We take sun protection pretty seriously, and felt pretty bad about this outcome - this is about the worst burn either of the kids have ever had.


And this morning we just up and sailed away, the way we sail away from all these great places...

Wednesday, October 30, 2013


What you might call our schedule, our use of time on Galactic, is taking on two different characters here at the Navadra anchorage.

On one hand, we're feeling the pull of the season. Other boats we know are still enjoying Fiji, happy to put off the passage to New Zealand until late November or even December. Without thinking it through very much, we've decided that this season has been great, and it's time to think about the next one. I like to flatter myself by thinking that we are feeling the same ineluctable urge to travel that motivates migrating birds - it's just getting to be time to go, and we're getting restless.

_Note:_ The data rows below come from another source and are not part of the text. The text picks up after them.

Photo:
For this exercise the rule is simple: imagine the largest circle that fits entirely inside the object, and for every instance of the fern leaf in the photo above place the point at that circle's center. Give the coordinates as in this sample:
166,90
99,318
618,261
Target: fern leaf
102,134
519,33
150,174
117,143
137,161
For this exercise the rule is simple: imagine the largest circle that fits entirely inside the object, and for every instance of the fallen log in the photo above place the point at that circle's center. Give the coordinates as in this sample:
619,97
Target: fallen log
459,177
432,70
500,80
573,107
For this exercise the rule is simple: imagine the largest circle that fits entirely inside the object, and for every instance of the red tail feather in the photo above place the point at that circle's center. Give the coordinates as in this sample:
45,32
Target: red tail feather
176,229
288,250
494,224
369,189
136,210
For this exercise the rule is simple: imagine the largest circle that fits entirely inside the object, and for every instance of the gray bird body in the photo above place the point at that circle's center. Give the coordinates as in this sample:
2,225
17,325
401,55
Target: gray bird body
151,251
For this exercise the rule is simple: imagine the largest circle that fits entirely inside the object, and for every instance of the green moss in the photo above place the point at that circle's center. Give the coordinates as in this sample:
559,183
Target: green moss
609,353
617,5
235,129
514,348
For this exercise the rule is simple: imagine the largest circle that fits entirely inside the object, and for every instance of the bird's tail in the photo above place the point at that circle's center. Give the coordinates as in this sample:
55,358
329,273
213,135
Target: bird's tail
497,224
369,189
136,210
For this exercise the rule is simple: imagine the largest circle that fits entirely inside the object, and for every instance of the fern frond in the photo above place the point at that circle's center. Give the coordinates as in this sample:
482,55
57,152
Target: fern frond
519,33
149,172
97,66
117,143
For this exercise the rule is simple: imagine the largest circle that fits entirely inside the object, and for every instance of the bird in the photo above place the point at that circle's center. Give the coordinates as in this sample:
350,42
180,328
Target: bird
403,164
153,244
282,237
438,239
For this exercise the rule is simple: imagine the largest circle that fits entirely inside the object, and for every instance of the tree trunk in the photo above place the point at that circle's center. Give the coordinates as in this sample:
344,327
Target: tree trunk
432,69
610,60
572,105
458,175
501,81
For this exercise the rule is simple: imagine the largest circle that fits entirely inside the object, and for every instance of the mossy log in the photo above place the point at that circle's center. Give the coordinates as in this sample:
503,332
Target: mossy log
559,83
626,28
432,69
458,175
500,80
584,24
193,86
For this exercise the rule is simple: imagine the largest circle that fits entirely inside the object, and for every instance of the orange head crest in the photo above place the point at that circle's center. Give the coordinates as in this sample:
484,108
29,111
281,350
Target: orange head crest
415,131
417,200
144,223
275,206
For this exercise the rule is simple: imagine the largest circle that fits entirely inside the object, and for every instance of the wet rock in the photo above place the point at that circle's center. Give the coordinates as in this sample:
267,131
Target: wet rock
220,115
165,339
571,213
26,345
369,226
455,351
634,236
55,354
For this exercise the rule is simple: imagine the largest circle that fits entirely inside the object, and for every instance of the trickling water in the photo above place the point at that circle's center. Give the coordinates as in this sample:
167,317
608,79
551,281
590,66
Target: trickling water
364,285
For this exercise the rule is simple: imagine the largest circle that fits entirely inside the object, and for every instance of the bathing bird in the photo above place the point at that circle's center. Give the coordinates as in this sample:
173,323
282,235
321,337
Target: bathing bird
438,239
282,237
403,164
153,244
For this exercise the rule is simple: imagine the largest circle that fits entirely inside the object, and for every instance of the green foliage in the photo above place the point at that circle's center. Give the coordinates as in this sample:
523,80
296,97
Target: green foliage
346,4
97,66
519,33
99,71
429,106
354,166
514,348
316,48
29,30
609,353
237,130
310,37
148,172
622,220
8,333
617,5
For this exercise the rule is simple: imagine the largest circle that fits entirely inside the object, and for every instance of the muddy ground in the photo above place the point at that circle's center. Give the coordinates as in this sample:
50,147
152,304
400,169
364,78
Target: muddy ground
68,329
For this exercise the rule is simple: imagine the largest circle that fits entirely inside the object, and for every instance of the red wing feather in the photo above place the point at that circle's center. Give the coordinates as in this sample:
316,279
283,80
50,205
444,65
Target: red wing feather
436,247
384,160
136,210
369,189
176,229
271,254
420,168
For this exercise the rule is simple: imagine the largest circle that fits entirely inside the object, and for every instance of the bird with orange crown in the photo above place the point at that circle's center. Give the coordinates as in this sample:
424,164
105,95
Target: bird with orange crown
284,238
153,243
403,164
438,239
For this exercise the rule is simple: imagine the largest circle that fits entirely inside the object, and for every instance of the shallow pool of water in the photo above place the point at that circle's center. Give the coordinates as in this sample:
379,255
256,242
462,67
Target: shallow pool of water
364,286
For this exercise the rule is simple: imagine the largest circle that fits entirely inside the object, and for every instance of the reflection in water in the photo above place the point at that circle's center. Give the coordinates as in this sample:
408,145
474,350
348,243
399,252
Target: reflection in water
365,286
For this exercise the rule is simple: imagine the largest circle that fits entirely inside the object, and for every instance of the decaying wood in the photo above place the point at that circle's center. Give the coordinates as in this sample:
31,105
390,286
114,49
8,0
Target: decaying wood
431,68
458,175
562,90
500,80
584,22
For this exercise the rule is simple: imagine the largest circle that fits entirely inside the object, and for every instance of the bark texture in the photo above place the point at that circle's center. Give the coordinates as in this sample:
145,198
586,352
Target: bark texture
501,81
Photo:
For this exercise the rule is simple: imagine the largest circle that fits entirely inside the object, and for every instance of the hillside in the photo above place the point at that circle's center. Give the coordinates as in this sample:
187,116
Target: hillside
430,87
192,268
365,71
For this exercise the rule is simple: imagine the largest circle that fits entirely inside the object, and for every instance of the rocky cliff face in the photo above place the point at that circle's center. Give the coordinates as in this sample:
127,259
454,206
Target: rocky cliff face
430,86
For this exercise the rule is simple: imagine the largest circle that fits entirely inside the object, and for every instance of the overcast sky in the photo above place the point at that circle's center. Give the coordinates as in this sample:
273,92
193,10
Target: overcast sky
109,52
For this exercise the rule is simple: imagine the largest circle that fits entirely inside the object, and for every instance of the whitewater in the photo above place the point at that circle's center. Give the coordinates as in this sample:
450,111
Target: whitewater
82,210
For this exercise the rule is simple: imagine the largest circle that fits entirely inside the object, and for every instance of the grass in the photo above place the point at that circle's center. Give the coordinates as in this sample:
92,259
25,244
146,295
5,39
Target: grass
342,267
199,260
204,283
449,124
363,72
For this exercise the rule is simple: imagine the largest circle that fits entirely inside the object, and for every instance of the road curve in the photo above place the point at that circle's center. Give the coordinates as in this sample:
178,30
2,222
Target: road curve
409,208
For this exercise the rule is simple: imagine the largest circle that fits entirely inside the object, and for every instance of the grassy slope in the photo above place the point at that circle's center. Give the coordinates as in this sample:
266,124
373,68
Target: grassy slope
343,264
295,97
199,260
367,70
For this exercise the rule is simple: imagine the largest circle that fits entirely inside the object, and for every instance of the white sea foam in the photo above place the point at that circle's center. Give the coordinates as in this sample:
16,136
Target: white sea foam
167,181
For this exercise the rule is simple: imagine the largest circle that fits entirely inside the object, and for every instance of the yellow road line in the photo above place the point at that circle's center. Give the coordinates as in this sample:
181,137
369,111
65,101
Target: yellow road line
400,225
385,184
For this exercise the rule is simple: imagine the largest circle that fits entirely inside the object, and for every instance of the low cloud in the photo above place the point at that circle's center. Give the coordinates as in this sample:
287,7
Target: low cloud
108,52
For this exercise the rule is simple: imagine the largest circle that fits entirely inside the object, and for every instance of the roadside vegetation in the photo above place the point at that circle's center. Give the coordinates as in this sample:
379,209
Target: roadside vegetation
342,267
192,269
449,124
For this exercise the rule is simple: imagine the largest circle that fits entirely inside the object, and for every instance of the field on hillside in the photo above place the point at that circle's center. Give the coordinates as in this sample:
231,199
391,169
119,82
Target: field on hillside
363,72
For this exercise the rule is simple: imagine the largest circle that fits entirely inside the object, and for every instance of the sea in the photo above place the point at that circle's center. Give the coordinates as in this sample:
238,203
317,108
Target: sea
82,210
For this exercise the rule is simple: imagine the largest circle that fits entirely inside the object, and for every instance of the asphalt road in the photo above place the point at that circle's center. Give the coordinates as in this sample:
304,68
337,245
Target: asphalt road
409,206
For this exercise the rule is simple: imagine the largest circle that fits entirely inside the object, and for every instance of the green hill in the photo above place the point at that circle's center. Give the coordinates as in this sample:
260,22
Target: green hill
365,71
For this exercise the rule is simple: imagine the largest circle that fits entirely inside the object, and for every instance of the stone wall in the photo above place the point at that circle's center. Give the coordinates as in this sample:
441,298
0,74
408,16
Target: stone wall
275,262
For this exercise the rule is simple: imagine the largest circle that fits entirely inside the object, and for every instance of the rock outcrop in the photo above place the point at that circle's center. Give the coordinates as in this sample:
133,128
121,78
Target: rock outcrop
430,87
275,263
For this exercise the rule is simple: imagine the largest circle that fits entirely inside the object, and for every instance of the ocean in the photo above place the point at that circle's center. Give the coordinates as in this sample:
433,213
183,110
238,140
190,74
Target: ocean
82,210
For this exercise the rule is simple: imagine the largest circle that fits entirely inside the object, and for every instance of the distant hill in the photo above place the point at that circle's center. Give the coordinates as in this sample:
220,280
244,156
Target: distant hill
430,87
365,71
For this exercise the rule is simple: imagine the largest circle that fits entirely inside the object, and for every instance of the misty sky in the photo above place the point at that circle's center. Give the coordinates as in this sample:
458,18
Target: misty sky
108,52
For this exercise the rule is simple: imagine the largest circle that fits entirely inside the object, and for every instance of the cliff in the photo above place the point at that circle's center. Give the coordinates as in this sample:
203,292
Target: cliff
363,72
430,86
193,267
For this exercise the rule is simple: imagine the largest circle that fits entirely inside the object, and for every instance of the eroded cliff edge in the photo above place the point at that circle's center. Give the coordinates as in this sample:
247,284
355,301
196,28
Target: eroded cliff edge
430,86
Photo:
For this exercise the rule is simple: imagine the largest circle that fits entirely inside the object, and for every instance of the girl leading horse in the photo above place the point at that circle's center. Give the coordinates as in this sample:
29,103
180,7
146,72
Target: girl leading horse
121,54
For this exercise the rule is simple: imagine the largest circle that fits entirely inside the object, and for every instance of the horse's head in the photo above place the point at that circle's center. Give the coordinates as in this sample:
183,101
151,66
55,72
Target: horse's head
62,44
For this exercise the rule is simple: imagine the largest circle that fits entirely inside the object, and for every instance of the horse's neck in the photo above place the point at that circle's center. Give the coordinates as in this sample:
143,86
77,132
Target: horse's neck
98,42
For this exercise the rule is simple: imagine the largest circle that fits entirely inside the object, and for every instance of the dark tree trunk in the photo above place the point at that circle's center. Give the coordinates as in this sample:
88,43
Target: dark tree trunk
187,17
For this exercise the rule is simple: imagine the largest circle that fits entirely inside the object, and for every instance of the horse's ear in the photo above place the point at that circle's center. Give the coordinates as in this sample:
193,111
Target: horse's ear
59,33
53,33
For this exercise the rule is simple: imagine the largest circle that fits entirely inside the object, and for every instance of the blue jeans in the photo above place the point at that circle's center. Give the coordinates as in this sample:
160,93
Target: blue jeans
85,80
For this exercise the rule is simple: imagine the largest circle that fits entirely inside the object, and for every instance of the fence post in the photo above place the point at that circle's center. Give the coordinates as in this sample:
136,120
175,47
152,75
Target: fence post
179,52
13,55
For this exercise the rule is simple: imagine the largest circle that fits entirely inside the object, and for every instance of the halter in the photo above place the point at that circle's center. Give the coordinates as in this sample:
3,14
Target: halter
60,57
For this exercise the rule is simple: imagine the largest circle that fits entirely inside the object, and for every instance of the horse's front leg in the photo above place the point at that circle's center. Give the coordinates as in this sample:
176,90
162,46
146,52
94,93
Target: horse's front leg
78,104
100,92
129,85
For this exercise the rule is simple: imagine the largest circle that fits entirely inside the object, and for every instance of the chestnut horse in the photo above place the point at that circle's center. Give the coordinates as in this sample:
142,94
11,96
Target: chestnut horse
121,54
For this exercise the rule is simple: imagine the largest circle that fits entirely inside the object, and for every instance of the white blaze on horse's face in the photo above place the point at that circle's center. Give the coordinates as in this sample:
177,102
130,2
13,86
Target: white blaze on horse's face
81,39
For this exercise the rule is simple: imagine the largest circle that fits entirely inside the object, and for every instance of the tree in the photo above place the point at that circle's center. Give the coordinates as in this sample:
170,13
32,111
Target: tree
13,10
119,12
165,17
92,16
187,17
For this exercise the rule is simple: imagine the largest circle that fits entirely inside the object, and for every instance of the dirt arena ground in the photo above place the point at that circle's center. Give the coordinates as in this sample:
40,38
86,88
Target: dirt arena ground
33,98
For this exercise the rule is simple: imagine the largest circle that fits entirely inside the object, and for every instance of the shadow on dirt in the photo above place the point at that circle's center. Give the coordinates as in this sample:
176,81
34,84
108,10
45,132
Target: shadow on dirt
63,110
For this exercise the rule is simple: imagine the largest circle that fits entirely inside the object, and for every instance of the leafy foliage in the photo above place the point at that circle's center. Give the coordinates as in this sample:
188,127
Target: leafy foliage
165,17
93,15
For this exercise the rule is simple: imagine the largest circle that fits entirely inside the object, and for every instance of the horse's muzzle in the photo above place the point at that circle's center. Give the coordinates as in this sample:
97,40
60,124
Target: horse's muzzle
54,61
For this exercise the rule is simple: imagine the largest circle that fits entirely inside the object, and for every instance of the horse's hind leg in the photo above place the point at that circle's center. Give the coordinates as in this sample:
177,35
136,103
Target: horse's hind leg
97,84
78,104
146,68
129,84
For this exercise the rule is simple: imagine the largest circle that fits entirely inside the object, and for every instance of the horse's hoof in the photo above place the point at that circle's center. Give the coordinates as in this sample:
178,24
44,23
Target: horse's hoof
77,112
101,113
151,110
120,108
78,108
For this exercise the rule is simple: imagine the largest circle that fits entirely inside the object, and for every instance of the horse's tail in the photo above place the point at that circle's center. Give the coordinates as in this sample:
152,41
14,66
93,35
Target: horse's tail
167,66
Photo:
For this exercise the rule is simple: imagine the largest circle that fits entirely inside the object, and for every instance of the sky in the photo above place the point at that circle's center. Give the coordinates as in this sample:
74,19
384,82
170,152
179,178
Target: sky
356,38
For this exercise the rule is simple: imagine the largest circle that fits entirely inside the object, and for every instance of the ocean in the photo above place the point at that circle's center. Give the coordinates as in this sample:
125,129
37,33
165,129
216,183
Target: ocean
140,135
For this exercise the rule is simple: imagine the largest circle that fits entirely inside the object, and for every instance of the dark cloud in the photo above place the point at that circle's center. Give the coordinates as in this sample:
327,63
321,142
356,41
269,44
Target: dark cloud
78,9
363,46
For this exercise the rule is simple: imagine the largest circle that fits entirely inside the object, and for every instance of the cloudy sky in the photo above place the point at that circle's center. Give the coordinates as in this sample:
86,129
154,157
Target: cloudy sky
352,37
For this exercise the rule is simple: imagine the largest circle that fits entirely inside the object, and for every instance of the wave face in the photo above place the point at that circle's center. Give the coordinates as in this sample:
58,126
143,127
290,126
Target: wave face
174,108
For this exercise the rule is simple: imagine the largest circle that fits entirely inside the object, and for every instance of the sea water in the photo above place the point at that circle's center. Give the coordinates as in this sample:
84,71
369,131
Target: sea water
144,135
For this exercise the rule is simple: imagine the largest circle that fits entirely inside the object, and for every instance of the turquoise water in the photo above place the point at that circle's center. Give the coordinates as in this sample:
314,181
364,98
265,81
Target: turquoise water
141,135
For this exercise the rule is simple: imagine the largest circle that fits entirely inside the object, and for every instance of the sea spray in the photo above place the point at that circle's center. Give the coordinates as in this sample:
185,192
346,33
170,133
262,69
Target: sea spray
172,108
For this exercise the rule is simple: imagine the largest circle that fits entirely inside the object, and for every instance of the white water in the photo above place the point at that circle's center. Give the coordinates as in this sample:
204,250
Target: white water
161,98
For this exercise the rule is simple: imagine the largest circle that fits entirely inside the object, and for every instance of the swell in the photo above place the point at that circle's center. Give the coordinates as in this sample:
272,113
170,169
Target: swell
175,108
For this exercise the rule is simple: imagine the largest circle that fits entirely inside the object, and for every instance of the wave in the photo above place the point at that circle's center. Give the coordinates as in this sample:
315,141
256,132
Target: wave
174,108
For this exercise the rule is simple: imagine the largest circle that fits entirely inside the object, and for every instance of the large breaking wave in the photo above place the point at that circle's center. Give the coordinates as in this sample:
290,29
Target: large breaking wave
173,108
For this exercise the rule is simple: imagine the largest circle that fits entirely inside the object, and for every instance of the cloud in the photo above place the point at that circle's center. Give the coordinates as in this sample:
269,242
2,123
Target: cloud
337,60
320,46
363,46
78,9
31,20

We're now checking the weather between Fiji and New Zealand twice a day.

Our day-to-day routine, though quite full, is somehow less pressing than this seasonal concern. I haven't worn a watch since I returned from the marine science conference in Canada. I get up when I get up - sometimes when the boys wake me just after sunrise, sometimes on my own, before dawn, to work on a pressing science task.

Our days pass by: breakfast, three hours of school for Alisa and Elias while I work and Eric plays, then lunch and a swim and perhaps some coconut picking on the beach, back to the boat for Eric's nap and Elias' quiet time while I take a swim or clean off the bottom of the boat, then back to work for me until dinner, a session of reading The Sword in the Stone to Elias after dinner, then more work for me after the boys are asleep while Alisa finishes her long day of cooking and caring for the boys with a round of dinner dishes, and then perhaps we have a drink under the stars.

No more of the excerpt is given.